Other recent shark sightings have been reported at popular beaches in Huntington, Laguna, Hermosa, and Redondo.
At Manhattan Beach, some 50 beachgoers have reported seeing sharks since mid-July.
These underwater predators aren’t just confined to California beaches and the Pacific Ocean. At least five reported shark attacks occurred at coastal beaches in North and South Carolina in June.
Internationally, Australian surfer Mick Fanning narrowly escaped a massive shark while taking part in the J-Open at Jeffreys Bay, South Africa, on July 21. Fanning famously escaped without a single scratch.
What’s going on here? Why the seemingly sudden increase in shark sightings and attacks?
Some experts believe the increase in shark activity might be related to climate changes. Due to the recent heat wave in Southern California, “we’re starting to see a lot of interesting sea creatures that aren’t typically here,” said Jose Bacallao, operations manager for Heal the Bay’s Santa Monica Pier Aquarium. “As the water stays warm we’ll start seeing new organisms. As climate change continues it will alter things.”
The hot summer weather has attracted large crowds of swimmers and surfers into the ocean.
“You have a lot more people getting in the water and are more active in water sports,” Bacallao noted. “So people are getting in the water more and because of that they’re engaging in nature more and seeing the natural world.”
Some of the most common species of sharks in Southern California beaches include thresher, mako, angel, horn, and leopard sharks.
“We do see white sharks in Santa Monica,” Bacallao observed. “More frequently than not we see very small white sharks, juveniles starting around five or six feet long. Rarely do we see adult sharks that are in the 10-15 foot range.”
Bacallao added that most sharks in the ocean are harmless unless provoked, or if there is an accidental encounter with human beings.
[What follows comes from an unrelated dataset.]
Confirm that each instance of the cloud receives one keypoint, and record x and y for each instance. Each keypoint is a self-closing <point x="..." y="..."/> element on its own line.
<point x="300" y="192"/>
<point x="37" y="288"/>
He feels that a popular movie like “Jaws” – while brilliantly directed by Steven Spielberg with an unforgettable musical score by John Williams – has helped create many misconceptions about sharks.
“While I’m a fan of the movie ‘Jaws’ and think it’s a neat story, it’s just inserted false information about how sharks behave in the ocean and how they interact with humans,” Bacallao said. “Shark attacks on humans are actually really, really rare. Movies and documentaries that depict sharks as predators of humans and maneaters is really false.”
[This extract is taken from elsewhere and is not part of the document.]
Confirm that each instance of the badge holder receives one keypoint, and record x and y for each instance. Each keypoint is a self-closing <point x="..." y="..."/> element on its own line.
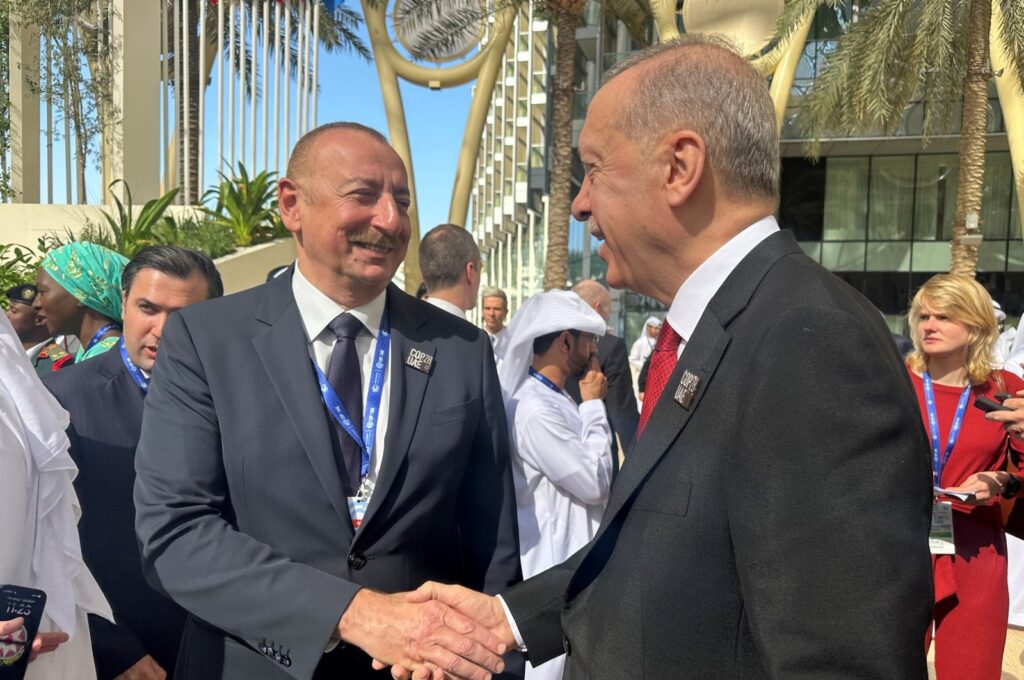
<point x="940" y="538"/>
He added the attacks in the Carolina beach areas may have been due to poor visibility and sharks “chasing other prey when they just randomly ran into a person.”
Despite some of these rare, random shark attacks being reported around the country, Bacallao believes Santa Monica residents should generally feel safe swimming in the ocean near the Pier. He said that he has yet to hear of any shark attacks off the beaches of Santa Monica. But if a shark is spotted in area waters people should be alert and use common sense.
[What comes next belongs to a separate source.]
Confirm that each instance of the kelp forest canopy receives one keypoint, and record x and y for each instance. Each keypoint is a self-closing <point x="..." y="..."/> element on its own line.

“Just like anything else in nature, if you see a bear or any other form of wildlife you’d just want to get out of its way,” he said.
According to a website called “Beachapedia,” while shark attacks remain a common fear among ocean users, sharks don’t typically prey upon humans and statistics show attacks are exceedingly rare given the millions of people in the ocean every year.
At Heal the Bay’s Santa Monica Pier Aquarium during “Shark Sunday” last week, it was revealed there are only about 10 reported shark attacks on average per year.
The California Department of Fish and Wildlife reported that since 1950, there have been 101 white shark attacks on humans in all of California. There have been 13 fatal attacks since 1952, with only three of those being south of Santa Barbara.
The most feared shark continues to be the Great White, although most do not reach the size and ferocity as the killer shark in “Jaws.” White sharks generally feed on other fish, mammals, and even whales. They reach maturity around 15 years of age and can expect a life span of over 30 years.
But thanks to an iconic thriller like “Jaws,” Discovery Channel’s “Shark Week,” and even the silly “Sharknado” on the Syfy Network – the popularity and fascination with sharks is timeless.